Wednesday, November 23, 2011

Relax

I went to the dentist today. Going to the dentist doesn’t bother me. At times I have even found it to be relaxing. I’ve even almost fallen asleep.

Today was no different, really. I laid there, my mouth wide open. People had their hands and tools in my mouth.

Then I started thinking.

These thoughts were triggered by a patient I had recently who has some mental disabilities. We suctioned his mouth and explained why. “Oh” he had said, “like the dentist”. “Yes”, I smiled, “like the dentist”.

So, there I was, laying in that chair, with peoples hands in my mouth and all of a sudden I realized how little control I had over what was going on to my body, of what people were doing to me.

I started thinking about what it must be like to be intubated. It’s incredibly uncomfortable. When I intubate people I sedate and paralyze them; after all, I am shoving something into their lungs. We then tie their hands down with restraints, keeping them safe, we don’t want them to pull their tube out. Then they wake up. They’re confused, uncomfortable, scared, agitated. They start moving around and “bucking” the vent. They’re trying to take a huge breath of air through a tiny tube. Then we do what we always do, we get right in their face and tell them to “Just relax! Everything’s fine. Just relax!”.

Relax? Everything’s fine? My hands are tied down, there’s a tube in my lungs, I can’t breathe, I’m scared and you want me to relax?

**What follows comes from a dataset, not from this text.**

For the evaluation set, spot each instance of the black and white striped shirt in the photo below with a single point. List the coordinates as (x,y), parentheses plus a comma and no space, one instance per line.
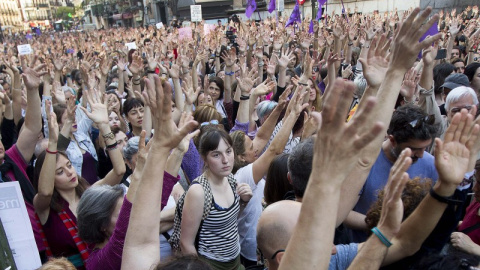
(218,235)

I’ve never really been in the hospital. I’ve never been the patient. I don’t know what it’s like to sleep in a hospital bed or wear that ugly gown. I don’t know what it’s like to have a foley in my urethra or stickers on my chest or a probe on my finger. I don’t know what it’s like to be inubated. I don’t know what it’s like to have an arterial line placed, a central line placed, a PICC line. I don’t know what it’s like to experience the things that I do to people all the time. I don’t know what it’s like to lay in that bed.

But I know what it’s like to lay in that chair. And as I laid there today with those hands and tools in my mouth, swalloing with my mouth wide open, aware of my surooundings but not being involved with them, I started to think about what it must be like to be intubated.

Truth be told, I don’t want to know what it’s like to be intubated, to wear that gown, to lay in that bed. But I do want to relate to those patients, those people whose mouth my hands are in.